Doxorubicin exerts its effect when it is taken up into the nucleus of cells, where it binds with high affinity to DNA via intercalation between base pairs [5]. There is good evidence to support doxorubicin’s mechanism of action as a topoisomerase II inhibitor [6]. Once doxorubicin is intercalated into DNA, it perturbs the re-ligation step of topoisomerase II, resulting in the formation of the ‘cleavable complex’, eventually resulting in double-strand DNA cleavage. Failure to repair DNA double-strand breaks results in an apoptotic response. Other cellular responses to doxorubicin include the formation of doxorubicin-DNA adducts [7] and the inhibition of DNA methyltransferase [8]. A range of several other diverse effects also have been mentioned, though the method of cell death remains unclear.

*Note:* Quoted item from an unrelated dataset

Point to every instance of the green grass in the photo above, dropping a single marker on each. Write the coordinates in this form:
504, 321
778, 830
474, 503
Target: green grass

The most well-known improvement of a formulation using doxorubicin has been its incorporation into a liposome. The most frequently used liposomal formulation of doxorubicin is a PEGylated liposomal doxorubicin (PLD) known as Doxil®. In general, PEGylation of the liposome affords distinct advantages over conventional doxorubicin, including a longer circulation time, increased stability, and reduction of cardiac toxicity [9,10]. The toxicity profiles of both PLD and conventional doxorubicin have been reviewed thoroughly [9], and the incidence of heart failure has been shown to be lower with PLD as compared with conventional small-molecule doxorubicin [9,10]. The most significant advantage of PLD over non-PEGylated liposomal products is its much longer circulation, which results in greater uptake by tumor tissue [11]. This is primarily due to the enhanced permeability and retention (EPR) effect - the leaky vasculature of tumor vessels, which preferentially distributes PLD to tumors relative to normal tissues. All of these characteristics lead to an increase in drug tolerability and efficacy in solid tumors. The history of discovery of anthracycline-DNA adducts and their biophysical characterization has been previously reviewed [12]. Despite a large body of evidence suggesting that doxorubicin acts predominantly via intercalation, the lack of understanding of the full mechanism of its action has hindered efforts to produce newer derivatives with increased antitumor activity and reduced side effects. DNA adducts were characterized previously in a cell-free environment, where doxorubicin-induced transcriptional blockages were observed at 5′ GpC sequences [13]. Further research in this cell-free environment revealed that formaldehyde was a byproduct of the reaction conditions, suggesting that formaldehyde was necessary for the covalent linkage with guanine [14]. Many studies have since demonstrated the requirement of formaldehyde for activation of anthracyclines to form adducts in vitro [1418].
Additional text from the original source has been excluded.